それにしても、なぜ企業だけでなく個人の外貨両替行動にまで触手を伸ばすのか。それは、元安予想の進行により歯止めがかからなくなっていた海外への資本流出をなんとかしたかったからだ。ブルームバーグの集計によると2015年の流出額は過去最悪の1兆ドル(約121兆円)と前年の7倍以上にも達した。2016年1~11月にはさらに7600億ドルが流出。2016年11月末で中国の外貨準備高は3兆516億ドル(348兆円)で、ピーク時(2014年)の4兆ドルより1兆ドル近くも減ったことになる。
原因は中国人民銀行が2015年8月に突然、元切り下げに踏み切り、世界には不信感が広まったことにある。これを受けて中国内では、元安への不安から元をドルに両替する人が増えた。銀行窓口では「ドルがない」と、数千ドル規模の両替が断られるようになり、不安はさらに高まった。
富裕層はさまざまな手段で資金を海外に逃がそうと画策。外貨両替制限は年間5万ドルだが、外貨建て保険ならそれには該当しないし、ビットコインなら1日の送金上限は200ビットコインで約15万ドルにもなる。地下銀行の利用もあるし、札束をスーツケースに入れて運び出すという最終手段もある。こんなふうに、ありとあらゆる抜け道を探すようになった。

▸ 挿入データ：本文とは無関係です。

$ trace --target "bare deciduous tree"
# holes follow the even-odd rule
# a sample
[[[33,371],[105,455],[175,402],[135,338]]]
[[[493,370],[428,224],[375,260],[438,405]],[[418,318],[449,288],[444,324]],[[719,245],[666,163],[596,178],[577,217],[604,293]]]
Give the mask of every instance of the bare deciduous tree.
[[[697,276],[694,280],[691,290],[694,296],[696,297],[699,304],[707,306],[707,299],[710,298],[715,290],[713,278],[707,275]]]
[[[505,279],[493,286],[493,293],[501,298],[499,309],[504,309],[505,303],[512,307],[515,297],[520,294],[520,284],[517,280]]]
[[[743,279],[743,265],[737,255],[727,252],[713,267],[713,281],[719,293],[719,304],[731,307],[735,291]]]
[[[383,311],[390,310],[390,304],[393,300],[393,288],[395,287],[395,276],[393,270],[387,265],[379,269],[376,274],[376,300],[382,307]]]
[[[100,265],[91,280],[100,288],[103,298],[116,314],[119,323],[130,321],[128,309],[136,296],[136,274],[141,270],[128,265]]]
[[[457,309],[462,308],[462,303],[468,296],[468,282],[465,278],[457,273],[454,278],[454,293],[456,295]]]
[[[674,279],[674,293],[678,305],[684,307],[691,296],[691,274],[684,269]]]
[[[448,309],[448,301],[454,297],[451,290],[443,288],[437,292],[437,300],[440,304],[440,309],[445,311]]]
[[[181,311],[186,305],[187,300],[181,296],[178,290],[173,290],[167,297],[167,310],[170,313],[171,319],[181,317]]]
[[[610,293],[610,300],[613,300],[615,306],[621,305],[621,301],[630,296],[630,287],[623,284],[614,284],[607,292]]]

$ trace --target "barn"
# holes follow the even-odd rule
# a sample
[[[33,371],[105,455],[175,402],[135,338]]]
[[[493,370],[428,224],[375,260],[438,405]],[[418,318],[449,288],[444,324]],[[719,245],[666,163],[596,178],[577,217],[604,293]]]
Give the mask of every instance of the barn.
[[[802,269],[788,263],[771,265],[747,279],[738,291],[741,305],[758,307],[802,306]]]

2017年に入ると、先述の外貨両替枠が更新される。ヘッジファンドなど海外投機筋は、「更新された瞬間に一気に両替に走り、中国からの資金流出が加速して元安が進行する」とみて、元売りを膨らませていた。」
上記のとおり昨年末頃から、銀行窓口では僅か数千ドルの両替資金さえ用意出来ない・・事実上ドルの取り付け騒ぎが起きていたことが分ります。
中国人民は人民元の価値(自国政府)を信用していないことが分ります。
紙幣の価値は金の裏付けによるではなく、発行体の信用次第であることを2017/01/17「観念論の弊3(財政赤字論)」とMay 2, 2017「税収弾性値3(国債の合理性)に書きました。
上記のとおり中国人の大好きな「お金に関する」虚々実々の駆け引きが繰り広げられていますが、年末に突如としての数百%と言う超短期金利の引き上げや正月明けの政府の外貨両替誓約書要求などの奇策は一瞬的には政府の一本勝ち状態で外貨減少が一旦止まりました。
1月末には3兆ドルを割りましたが、2月末には3兆ドルを回復しただけではなく3〜4月末も微増と報道されています。
「上に政策あれば下に対策あり」の民族性・・お互い(信用出来ない)騙しあいの社会ですから、直ぐにもその抜け穴探しが工夫される筈ですが・・抜け穴ですから直ぐに公的認知される筈がないので直ぐには表面化しません。
紙幣をスーツケースに隠して持ち出す場合には国外でドル交換するので政府の外貨準備は減らないでしょうが、人民元(ヤミ)相場に影響します。
人民が我先に外貨交換に走る・・外貨減少が起きる基本は政府の経済運営に対する人民の信頼喪失があるのですから、人民の政府に対する信頼回復よりも奇策連発・・お互い奇策の攻防・・人民はあの手この手の抜け穴探しの工夫をするしかありません。
一方で中国国内では外に出られなくなった資金を利用したバブル狂奔状態ですが、これも政府・社会に対する相互信頼がないことが原因・・人民は外に資金を逃がせないならば刹那的に儲けられるときに儲けておこうと言う方向へ走るしかないことをあらわしています。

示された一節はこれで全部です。